Restrict comms_by_user/email_counts_by_user to matched-investor email

Both NL-query intents counted/listed a user's ENTIRE captured sent corpus
(internal, vendor, personal mail) rather than only email to a matched investor
— they were missing the `EXISTS email_investor_links` gate that recent_emails
and the Communications panel's query_email_activity use. Their own docstrings
said "investor emails", so the behavior was wrong, not just loose.

Add the matched-only gate to both, mirroring query_email_activity. The runner
test now seeds an unmatched sent email and asserts it is excluded (without the
fix comms_by_user returns 3 not 2, this_week 2 not 1) — the prior fixture
linked every email, so the leak went uncaught.
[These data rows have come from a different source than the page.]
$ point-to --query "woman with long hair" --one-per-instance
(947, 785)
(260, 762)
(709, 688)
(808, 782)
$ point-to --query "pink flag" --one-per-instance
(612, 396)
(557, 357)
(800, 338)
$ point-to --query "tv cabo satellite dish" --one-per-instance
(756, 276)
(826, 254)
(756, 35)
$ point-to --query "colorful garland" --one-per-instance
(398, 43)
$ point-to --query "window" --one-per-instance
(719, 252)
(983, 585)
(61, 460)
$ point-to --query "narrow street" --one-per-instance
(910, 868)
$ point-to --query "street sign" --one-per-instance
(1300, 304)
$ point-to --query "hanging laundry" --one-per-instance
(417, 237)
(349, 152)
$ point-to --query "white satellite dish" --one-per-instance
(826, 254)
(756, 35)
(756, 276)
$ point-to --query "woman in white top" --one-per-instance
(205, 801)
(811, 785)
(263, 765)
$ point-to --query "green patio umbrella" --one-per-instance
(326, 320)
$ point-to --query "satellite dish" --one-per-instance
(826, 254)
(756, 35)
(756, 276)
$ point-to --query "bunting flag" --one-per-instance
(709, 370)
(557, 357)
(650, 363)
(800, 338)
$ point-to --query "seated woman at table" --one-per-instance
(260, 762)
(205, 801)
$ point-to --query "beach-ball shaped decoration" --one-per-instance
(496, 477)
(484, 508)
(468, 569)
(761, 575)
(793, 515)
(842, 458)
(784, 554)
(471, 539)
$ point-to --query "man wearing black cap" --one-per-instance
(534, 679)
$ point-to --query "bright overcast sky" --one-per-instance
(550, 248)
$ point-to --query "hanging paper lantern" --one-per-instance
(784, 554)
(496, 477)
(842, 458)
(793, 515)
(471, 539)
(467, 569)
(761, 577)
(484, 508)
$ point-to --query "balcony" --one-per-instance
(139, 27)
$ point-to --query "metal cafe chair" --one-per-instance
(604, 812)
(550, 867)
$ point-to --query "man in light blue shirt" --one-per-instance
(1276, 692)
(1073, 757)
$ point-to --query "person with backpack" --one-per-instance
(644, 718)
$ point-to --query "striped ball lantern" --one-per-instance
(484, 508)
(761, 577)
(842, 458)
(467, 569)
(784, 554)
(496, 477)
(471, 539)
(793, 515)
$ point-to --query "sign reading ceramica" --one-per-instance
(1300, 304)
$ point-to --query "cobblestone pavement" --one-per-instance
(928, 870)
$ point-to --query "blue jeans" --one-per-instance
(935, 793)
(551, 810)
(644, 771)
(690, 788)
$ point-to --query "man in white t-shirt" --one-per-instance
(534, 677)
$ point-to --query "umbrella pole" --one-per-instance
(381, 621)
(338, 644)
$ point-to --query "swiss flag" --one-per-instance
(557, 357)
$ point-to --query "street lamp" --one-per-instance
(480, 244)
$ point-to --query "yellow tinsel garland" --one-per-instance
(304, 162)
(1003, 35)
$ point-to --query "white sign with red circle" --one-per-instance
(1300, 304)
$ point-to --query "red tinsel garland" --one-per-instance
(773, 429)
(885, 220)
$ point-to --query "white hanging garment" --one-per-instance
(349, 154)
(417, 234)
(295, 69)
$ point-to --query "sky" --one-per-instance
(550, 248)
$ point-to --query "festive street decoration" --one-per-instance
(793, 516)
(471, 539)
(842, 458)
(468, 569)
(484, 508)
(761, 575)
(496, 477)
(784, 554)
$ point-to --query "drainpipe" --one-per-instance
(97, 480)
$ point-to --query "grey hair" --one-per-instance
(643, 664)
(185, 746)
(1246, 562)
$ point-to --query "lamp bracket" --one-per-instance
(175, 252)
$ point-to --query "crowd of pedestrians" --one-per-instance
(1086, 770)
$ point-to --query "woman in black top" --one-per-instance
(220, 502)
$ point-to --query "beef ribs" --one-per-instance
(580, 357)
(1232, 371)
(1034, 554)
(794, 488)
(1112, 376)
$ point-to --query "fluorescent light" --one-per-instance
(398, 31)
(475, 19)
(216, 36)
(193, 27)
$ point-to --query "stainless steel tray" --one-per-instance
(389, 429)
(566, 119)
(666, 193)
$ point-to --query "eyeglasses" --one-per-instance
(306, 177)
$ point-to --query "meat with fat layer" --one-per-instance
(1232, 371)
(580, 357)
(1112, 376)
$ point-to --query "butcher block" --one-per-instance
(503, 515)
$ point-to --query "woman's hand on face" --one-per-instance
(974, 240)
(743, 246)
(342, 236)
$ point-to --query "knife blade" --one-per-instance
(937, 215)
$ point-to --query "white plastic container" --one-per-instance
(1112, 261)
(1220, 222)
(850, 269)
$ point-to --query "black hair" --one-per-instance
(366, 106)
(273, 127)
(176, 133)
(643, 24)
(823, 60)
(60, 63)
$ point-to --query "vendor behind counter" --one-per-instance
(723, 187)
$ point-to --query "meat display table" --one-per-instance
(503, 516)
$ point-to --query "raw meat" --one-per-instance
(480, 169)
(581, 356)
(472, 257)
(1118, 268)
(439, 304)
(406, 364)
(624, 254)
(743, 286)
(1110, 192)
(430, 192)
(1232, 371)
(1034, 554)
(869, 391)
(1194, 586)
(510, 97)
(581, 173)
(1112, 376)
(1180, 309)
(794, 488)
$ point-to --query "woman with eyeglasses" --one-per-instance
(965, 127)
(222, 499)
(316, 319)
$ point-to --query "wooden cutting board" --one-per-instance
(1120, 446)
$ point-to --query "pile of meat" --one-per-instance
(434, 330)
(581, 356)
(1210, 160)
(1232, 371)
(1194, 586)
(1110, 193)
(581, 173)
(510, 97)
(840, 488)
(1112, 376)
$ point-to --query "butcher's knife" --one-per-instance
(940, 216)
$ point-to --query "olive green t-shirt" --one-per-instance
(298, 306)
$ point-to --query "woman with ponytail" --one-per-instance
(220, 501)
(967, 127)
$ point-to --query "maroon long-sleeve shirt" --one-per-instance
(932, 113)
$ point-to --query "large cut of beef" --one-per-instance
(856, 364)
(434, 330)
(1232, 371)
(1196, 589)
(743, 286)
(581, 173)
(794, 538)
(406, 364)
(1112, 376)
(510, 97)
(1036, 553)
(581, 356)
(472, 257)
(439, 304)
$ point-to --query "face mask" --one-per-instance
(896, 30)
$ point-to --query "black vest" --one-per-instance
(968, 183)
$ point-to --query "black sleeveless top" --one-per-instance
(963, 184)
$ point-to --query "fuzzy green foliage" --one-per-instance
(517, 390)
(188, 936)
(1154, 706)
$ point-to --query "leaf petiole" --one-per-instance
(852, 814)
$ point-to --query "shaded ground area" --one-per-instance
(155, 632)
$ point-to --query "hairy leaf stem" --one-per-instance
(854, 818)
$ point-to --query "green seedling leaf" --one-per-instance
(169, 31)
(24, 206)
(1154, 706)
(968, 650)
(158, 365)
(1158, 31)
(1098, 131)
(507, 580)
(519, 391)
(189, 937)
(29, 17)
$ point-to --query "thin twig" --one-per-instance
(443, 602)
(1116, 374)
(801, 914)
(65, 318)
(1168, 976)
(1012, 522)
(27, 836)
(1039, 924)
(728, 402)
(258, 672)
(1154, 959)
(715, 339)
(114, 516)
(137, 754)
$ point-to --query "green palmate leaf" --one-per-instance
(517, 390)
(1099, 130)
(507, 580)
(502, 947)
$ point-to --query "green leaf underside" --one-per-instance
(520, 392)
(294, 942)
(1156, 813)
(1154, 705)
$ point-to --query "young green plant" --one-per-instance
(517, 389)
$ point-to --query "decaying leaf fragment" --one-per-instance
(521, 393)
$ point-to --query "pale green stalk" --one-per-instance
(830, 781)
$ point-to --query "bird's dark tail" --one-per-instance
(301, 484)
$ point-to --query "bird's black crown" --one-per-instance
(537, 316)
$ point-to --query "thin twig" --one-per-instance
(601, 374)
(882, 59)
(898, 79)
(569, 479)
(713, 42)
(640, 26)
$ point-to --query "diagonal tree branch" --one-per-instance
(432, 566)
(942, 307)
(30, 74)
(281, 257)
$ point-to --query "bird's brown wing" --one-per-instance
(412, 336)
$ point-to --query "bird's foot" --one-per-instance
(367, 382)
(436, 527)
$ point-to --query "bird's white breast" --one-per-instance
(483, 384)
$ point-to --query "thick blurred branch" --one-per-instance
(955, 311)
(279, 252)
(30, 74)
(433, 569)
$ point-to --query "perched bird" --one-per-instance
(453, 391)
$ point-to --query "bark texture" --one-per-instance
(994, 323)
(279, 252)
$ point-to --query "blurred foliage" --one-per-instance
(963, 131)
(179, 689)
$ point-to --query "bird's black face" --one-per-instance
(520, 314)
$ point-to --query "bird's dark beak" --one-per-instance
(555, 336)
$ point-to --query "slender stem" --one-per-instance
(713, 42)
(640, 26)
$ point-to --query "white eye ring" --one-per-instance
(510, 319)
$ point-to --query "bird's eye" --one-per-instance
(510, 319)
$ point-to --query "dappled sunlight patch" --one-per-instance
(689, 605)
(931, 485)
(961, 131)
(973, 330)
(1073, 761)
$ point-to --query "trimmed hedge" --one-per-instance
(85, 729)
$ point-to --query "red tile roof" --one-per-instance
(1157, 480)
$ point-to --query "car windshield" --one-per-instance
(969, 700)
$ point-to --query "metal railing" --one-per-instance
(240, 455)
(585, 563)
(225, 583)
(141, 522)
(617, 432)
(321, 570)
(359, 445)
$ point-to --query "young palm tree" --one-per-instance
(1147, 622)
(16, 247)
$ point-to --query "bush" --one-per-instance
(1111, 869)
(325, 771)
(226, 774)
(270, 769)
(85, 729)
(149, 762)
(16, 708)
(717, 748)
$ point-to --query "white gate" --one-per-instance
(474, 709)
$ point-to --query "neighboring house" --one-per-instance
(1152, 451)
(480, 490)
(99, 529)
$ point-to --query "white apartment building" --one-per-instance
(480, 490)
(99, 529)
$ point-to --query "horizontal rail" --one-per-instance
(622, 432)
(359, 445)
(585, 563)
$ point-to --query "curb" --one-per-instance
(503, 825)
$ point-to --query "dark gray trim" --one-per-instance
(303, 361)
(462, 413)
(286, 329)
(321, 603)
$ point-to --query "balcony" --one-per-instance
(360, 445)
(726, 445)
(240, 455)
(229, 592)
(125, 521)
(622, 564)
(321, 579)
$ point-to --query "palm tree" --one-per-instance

Also documents the matched-only rule in the nl-query guide, and refreshes the
AGENTS.md Current state (v93 deployed; this fix pending a v94 s9pk since the
intents run on the box, not the bot).
This commit is contained in:
Keysat
2026-06-18 20:24:52 -05:00
parent f7b03ee109
commit 2d43bad6fc
4 changed files with 38 additions and 10 deletions
+12 -2
View File
@@ -101,6 +101,15 @@ def seed(conn):
email("edel", "grant@ten31.xyz", "Grant Smith", 0, "i_beta", "a_grant", 1, deleted=True) # tombstoned
email("ej", "jon@ten31.xyz", "Jonathan Lee", 0, "i_acme", "a_jon", 1) # jonathan today
email("ein", "alice@acme.com", "Alice Acme", 3, "i_acme", "a_grant", 0) # inbound 3d
# an UNMATCHED sent email by Grant (NO email_investor_links row) — captured, but not to a
# known investor. The investor-email intents are matched-only, so it must be EXCLUDED from
# comms_by_user / email_counts_by_user; without the matched-only filter it would inflate both.
c("INSERT INTO emails (id, rfc_message_id, from_email, from_name, sent_at, subject, "
"is_matched, match_status) VALUES ('eunm','rfc_eunm','grant@ten31.xyz','Grant Smith',?,"
"'Internal: team lunch',0,'unmatched')", (_ago(0),))
c("INSERT INTO email_account_messages (id, email_id, account_id, gmail_message_id, "
"gmail_thread_id, is_sent, deleted_at) VALUES "
"('eam_eunm','eunm','a_grant','g_eunm','t_eunm',1,NULL)")
# communications (the other recency leg) — Delta has ONLY comms: one live (5d), one tombstoned
# (today). If the soft-delete filter broke, Delta would read as contacted today.
@@ -187,9 +196,10 @@ def main():
r = run("investor_last_contact", {"name": "beta"})
check(r["rows"][0]["days_since"] >= 39, "investor_last_contact days_since")
check(run("comms_by_user", {"user": "Grant"})["row_count"] == 2,
"comms_by_user: grant's 2 live outbound (tombstoned excluded)")
"comms_by_user: grant's 2 live MATCHED outbound (tombstoned + unmatched excluded)")
r = run("email_counts_by_user", {"user": "grant"})
check(r["rows"][0]["this_week"] == 1, "email_counts this_week = 1 live (tombstoned excluded)")
check(r["rows"][0]["this_week"] == 1,
"email_counts this_week = 1 live matched (tombstoned + unmatched excluded)")
check(r["rows"][0]["ytd"] >= 1, "email_counts ytd")
print("trust boundary")